The SEER Data Dictionary describes the selected variables as follows.
Age: Three-digit code that represents the patient’s actual age in years. (Here, a single 999 record was removed.)
Grade: Grading and differentiation codes 1 through 4 are defined in ICD-O-2; 1992 [2]. Grade represents cell appearance under microscopic examination, and is usually obtained from biopsied tissue. Non-small cell lung cancer can be classified into four grades: Grade 1, for which cells may look normal but with some evidence of proliferation; Grade 2, for which cells look abnormal but growth seems restrained; Grade 3, for which cells look poorly differentiated with clear evidence of growth; Grade 4, for which cells look poorly differentiated and with evidence of strong growth.

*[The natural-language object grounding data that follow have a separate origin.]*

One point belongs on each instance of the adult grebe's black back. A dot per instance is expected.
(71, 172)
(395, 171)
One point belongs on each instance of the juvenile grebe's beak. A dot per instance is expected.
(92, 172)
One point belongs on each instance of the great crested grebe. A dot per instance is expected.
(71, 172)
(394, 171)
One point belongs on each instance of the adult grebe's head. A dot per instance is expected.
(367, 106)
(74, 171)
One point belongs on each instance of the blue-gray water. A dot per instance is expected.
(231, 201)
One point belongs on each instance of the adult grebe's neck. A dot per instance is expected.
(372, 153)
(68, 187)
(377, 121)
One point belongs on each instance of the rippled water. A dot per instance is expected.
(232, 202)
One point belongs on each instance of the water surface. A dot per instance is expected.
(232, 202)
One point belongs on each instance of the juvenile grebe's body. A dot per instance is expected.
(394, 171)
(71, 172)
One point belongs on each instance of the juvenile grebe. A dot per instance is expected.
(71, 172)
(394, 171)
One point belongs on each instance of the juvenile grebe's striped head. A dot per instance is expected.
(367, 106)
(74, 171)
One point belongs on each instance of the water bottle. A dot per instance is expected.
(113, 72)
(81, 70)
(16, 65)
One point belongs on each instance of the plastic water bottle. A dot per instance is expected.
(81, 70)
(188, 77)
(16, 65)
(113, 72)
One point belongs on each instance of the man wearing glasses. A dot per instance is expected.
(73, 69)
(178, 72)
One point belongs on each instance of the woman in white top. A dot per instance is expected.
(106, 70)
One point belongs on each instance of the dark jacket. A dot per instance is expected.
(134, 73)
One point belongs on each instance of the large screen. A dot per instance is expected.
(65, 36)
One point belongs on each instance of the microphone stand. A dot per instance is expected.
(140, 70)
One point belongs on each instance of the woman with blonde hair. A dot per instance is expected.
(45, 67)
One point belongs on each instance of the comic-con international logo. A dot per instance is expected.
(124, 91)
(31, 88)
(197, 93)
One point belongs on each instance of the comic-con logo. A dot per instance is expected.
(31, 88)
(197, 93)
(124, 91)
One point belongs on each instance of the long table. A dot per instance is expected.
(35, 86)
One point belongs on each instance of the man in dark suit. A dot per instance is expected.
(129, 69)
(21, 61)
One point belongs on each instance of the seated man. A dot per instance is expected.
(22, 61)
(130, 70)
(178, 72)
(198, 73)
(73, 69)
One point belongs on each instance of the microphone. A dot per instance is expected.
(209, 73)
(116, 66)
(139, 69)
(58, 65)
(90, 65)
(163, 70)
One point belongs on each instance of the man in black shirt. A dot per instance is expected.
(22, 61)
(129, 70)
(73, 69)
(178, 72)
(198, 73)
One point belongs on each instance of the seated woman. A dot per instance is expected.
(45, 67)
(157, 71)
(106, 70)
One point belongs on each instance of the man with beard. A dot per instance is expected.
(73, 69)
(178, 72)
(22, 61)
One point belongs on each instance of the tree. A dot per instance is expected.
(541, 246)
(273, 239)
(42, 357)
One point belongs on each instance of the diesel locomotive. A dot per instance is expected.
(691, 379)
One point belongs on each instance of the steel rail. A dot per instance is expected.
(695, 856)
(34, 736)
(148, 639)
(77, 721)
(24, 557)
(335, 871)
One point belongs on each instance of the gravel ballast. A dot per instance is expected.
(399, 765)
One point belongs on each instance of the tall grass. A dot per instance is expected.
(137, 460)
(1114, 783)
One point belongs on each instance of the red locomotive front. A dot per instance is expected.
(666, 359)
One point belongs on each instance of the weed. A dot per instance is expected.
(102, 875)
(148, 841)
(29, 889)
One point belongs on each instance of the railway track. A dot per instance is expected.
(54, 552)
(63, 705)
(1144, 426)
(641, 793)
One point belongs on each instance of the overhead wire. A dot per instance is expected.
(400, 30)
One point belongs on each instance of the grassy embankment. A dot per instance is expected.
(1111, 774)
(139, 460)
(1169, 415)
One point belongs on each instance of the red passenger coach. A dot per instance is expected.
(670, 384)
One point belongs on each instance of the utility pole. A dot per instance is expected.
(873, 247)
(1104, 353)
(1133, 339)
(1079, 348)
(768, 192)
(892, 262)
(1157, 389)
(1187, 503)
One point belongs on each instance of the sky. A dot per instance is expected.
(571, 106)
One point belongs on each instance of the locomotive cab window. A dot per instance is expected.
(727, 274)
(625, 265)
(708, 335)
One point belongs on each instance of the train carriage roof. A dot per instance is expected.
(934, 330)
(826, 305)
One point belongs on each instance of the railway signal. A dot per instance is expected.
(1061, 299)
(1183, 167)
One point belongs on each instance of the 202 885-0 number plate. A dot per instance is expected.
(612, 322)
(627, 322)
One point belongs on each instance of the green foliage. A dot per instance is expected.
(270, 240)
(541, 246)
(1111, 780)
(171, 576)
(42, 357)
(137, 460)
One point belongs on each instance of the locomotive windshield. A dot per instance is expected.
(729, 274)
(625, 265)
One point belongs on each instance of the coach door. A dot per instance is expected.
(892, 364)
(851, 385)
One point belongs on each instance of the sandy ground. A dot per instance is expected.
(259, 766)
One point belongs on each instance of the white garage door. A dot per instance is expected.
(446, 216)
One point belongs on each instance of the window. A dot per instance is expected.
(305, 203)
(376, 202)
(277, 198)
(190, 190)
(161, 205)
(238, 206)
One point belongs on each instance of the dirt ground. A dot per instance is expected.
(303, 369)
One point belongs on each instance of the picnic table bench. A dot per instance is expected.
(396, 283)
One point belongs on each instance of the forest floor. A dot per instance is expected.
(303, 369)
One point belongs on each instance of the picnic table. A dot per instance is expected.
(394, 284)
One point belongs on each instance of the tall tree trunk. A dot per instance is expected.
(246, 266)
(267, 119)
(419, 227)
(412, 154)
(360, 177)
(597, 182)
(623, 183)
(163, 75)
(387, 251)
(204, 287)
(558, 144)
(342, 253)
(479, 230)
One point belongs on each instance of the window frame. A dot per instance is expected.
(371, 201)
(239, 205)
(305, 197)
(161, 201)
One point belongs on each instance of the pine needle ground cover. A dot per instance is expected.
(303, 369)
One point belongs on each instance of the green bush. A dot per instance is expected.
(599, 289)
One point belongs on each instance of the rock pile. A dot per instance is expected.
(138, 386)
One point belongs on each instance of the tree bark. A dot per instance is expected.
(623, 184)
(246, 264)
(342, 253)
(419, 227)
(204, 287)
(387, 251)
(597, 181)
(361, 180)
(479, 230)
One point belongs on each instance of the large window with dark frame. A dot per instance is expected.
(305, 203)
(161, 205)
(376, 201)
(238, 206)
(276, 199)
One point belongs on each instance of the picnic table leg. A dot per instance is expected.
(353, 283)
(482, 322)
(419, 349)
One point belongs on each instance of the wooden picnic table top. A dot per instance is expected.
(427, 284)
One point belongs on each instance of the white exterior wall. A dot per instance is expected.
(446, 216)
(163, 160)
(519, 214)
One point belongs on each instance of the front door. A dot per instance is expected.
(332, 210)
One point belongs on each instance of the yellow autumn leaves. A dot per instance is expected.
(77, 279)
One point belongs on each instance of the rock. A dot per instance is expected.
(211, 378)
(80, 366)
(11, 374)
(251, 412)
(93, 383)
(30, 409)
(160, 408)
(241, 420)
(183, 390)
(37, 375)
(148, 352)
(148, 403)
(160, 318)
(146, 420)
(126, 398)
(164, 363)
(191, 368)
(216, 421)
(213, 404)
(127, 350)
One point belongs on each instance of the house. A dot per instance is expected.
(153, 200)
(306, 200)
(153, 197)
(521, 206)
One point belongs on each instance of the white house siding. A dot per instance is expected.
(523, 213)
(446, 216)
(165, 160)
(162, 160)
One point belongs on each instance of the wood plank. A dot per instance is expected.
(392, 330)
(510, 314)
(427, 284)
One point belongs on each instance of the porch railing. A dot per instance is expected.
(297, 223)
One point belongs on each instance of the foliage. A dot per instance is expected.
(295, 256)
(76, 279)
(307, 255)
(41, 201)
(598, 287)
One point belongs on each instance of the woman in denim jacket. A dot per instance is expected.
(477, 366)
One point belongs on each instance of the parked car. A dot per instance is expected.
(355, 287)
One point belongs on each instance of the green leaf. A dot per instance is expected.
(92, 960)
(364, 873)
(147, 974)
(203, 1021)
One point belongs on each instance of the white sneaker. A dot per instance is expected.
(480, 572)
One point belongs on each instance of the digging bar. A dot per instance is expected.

Tumor Size: Records the tumor size in mm. Codes 991–995 indicate “Described as less than x cm” where x is the last digit (1 through 5). The codes were converted for these ranges to median tumor sizes (cm).
T, N, and M: These are the American Joint Committee on Cancer (AJCC) “T”, “N”, and “M” components that are derived from Collaborative Stage (CS) coded fields, representing “tumor,” “node,” and “metastasis,” respectively, using the CS algorithm, effective with 2004+ diagnosis. See the CS site-specific schema for details [40]. The meaning of T, N, and M values is described in Table 1 [41].
Table 1.
“T” (Tumor) | |
T0 | No evidence of a primary tumor |
T1 | Tumor is < 3 cm in diameter, has not penetrated the visceral pleura, and has not affected the main bronchi branches. If tumor is < 2 cm, it is T1a stage; otherwise, it is T1b. |
T2 | Tumor is > 3 cm in diameter, or has penetrated the visceral pleura, or has partially occluded the airways, or involves the main bronchus but is > 2 cm away from the carina. If tumor is < 5 cm, it is T2a stage; otherwise, it is T2b. |
T3 | Tumor is > 7 cm in diameter, or has caused an entire lung to collapse or develop pneumonia, or has grown into the chest wall, diaphragm, mediastinal pleura, or parietal pericardium, or involves the main bronchus and is < 2 cm from the carina (without involving the carina), or two or more tumor nodules are present in the same lung lobe. |
T4 | Tumor has grown into the mediastinum, heart, large blood vessels near the heart, trachea, esophagus, spinal column, or the carina. |
“N” (Node) | |
N0 | No tumor spread to nearby lymph nodes |
N1 | Tumor has spread to lymph nodes within the lung or near the hilar lymph nodes. The affected lymph nodes are on the same side of the body as the primary tumor. |
N2 | Tumor has spread to lymph nodes around the carina or in the mediastinum. Affected lymph nodes are on same side as primary tumor. |
N3 | Tumor has spread to lymph nodes near the clavicle on either side, or spread to hilar or mediastinal lymph nodes on opposite body side of primary tumor. |
“M” Metastasis | |
M0 | Tumor has not spread to distant organs or to the other lung or lymph nodes farther away than in those specified in the “N” classification. |
M1 | Tumor has spread to distant organs or to the other lung or lymph nodes farther away than in those specified in the “N” category. |
Definition of T, N, and M categories for Non-Small Cell Lung Cancer [41].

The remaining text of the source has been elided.